Normally one would increase/decrease the numerator/denominator and thus deduce whether it is convergent and divergent. This one however is not as simple as that. Here's a proposition of a solution:
We know $x^2 $ dominates over $\ln x$, so the integrand can be written
$$ \frac 1{x^2 - \ln x} = \frac 1{x^2\left(1 - \frac {\ln x}{x^2} \right)} $$
Since $x^2$ dominates $\ln x $ (i.e. $\frac {\ln x}{x^2} \to 0$ when $x \to \infty$), then surely $\frac {\ln x}{x^2} < \frac 12 $ whenever $x$ is greater than some $x_0$. Therefore we have
$$ \frac 1{x^2\left(1 - \frac {\ln x}{x^2} \right)} \leq \frac 1{x^2\left(1 - \frac 12 \right)} $$
Now we can integrate from $x_0$ to $\infty$ and show that
$$ \int_{x_0}^\infty \frac {\mathrm{d}x}{x^2 - \ln x}$$
converges.

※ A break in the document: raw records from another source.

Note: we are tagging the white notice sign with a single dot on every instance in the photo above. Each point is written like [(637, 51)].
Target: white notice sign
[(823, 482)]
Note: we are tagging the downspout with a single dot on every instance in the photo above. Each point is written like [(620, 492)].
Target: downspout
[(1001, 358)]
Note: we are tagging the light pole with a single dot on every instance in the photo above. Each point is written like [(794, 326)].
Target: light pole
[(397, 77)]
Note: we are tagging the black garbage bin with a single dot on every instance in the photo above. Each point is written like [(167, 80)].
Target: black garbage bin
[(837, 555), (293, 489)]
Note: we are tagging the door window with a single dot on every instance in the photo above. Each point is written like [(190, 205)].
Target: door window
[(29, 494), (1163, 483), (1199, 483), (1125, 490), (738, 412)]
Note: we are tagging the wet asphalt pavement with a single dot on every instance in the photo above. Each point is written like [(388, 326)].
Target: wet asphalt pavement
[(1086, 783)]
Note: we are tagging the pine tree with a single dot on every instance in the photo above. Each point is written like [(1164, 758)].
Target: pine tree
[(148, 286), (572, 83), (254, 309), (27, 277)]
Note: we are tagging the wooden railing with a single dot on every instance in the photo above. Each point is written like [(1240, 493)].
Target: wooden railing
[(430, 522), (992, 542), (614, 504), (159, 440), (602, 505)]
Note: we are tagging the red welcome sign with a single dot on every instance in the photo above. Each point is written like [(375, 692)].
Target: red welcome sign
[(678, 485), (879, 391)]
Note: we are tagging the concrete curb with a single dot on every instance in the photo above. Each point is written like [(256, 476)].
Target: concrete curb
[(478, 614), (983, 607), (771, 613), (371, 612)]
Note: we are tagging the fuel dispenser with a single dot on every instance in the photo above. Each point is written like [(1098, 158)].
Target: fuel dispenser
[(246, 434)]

But I do not understand how this integral from $x_0$ to $\infty$ implies that the same integral from $1$ to $\infty$ also must converge. Someone care to explain?
$$ \forall A\quad\int_{1}^A \frac {\mathrm{d}x}{x^2 - \ln x}= \int_{1}^{x_0} \frac {\mathrm{d}x}{x^2 - \ln x}+ \int_{x_0}^A \frac {\mathrm{d}x}{x^2 - \ln x}$$ so what happens when $A\to\infty$?